Effect of XRNA depletion on CAT-GC-EP and G-CAT-EP mRNA degradation in bloodstream trypanosomes. Methodological details and symbols are all as in Figure 5. The probe was a PCR fragment encompassing the CAT-EP reporter (without a GC tract); it contains the 5′ UTR, the CAT gene, and the 3′ UTR. (A) Structures of the mRNAs detected in cells expressing CAT-EP mRNAs. The CAT open reading frame is shown in black and the untranslated regions are unfilled, except for the destabilizing U-rich tract, which is gray. The poly(A) tail is represented by “AA” and the G₃₀ or G₃₀C₃₀ are indicated as tangled loops. (B) Degradation of G-CAT-EP mRNA after addition of Sinefungin and Actinomycin D. (C) Degradation of CAT-GC-EP mRNA after addition of Sinefungin and Actinomycin D.

FIGURE 7.

Depletion of XRNA increases the steady-state abundances of other unstable mRNAs.
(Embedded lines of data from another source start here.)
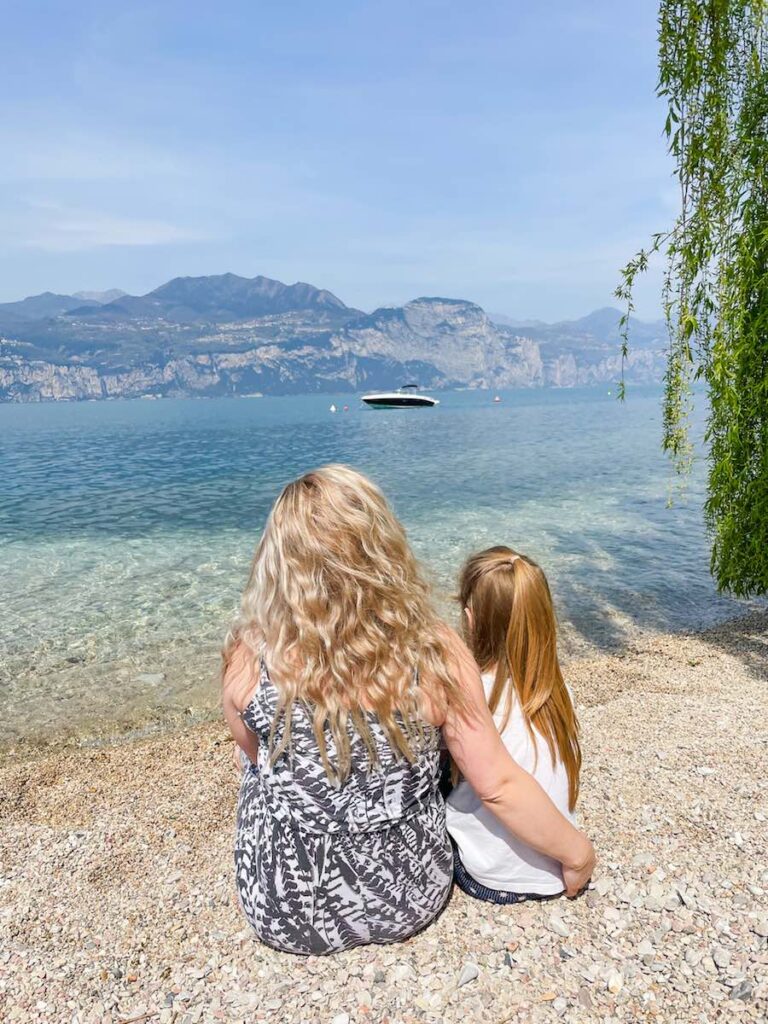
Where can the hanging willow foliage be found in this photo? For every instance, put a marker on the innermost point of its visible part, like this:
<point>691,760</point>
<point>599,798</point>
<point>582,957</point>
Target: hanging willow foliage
<point>714,77</point>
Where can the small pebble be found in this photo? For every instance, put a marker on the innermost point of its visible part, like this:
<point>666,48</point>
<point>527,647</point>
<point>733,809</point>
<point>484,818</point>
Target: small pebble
<point>469,973</point>
<point>614,982</point>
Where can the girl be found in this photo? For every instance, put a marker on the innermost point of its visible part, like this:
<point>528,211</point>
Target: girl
<point>509,625</point>
<point>337,679</point>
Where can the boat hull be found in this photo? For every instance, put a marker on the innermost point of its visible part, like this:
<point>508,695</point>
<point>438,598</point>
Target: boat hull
<point>399,401</point>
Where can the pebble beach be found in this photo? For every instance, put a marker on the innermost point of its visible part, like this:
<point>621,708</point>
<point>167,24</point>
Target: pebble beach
<point>117,902</point>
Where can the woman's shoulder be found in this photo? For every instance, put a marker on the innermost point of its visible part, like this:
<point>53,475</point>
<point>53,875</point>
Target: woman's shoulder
<point>242,675</point>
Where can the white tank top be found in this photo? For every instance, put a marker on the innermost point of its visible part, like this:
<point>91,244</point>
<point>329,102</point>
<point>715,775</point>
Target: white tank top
<point>492,854</point>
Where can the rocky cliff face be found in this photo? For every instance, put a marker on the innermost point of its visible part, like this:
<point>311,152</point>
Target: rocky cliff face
<point>124,349</point>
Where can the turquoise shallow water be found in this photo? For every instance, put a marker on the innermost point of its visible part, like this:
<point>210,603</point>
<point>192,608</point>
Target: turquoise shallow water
<point>126,528</point>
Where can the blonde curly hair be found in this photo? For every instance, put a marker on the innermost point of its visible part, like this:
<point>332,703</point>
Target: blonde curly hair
<point>338,601</point>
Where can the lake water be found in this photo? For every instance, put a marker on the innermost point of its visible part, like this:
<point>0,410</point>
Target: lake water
<point>126,529</point>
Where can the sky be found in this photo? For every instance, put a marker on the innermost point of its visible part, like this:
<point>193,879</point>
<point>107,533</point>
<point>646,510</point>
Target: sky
<point>502,152</point>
RNAi against XRNA, XRNB, XRNC, or XRND was induced for 1 d (bloodstream) or 2 d (procyclics), and RNA was prepared and analyzed by Northern blotting using various probes. The PGK open reading frame probe hybridizes with the PGKA, PGKB, and PGKC mRNAs; AAT11 an amino acid transporter mRNA up-regulated in procyclics. SRP loading controls are also shown.

FIGURE 8.

Effect of XRNA results on poly(A) tail lengths. Transcription was inhibited using Actinomycin D (added at time 0). (A) The deadenylated transcript was made by incubating the RNA with oligo d(T) and RNase H (Irmer and Clayton 2001). RNA was examined by Northern blotting using probes for HISH4, PGK, and CAT. The trypanosome genome sequence shows 10 genes encoding histone H4 arranged as tandem repeats (Tb927.4.4170–4260) with identical 300-bp coding regions. The intergenic regions downstream of the first nine genes are also identical. Histone H4 mRNA cDNAs in the EMBL database have three different trans splicing acceptor sites spanning a region of 24 nt, and one polyadenylation site giving a 188-nt 3′ UTR, resulting in predicted mRNA lengths of ∼570 nt without poly(A); the band shown migrates ∼600 nt. The amounts of CAT-EP transcript were quantitated and expressed as a percentage of the amount present at time = 0; the amounts for the cells with and without tetracycline were assessed separately. (B) Northern blot showing 10 μg total RNA (T), and the poly(A)- and poly(A)+ fractions from 20 μg total RNA. RNA was prepared from the XRNA RNAi cell line expressing CAT-GC-EP mRNA, incubated with or without tetracycline for 1 d, before and 30 min after Actinomycin D treatment. The blot was hybridized with probes for the EP 3′-UTR, GPIPLC, CAT, and HISH4 with or without intermediate stripping as required. The ethidium bromide stain detecting rRNA is also shown. Probes are indicated in bold italics on the right, together with size indicators, and detected RNAs are shown on the left.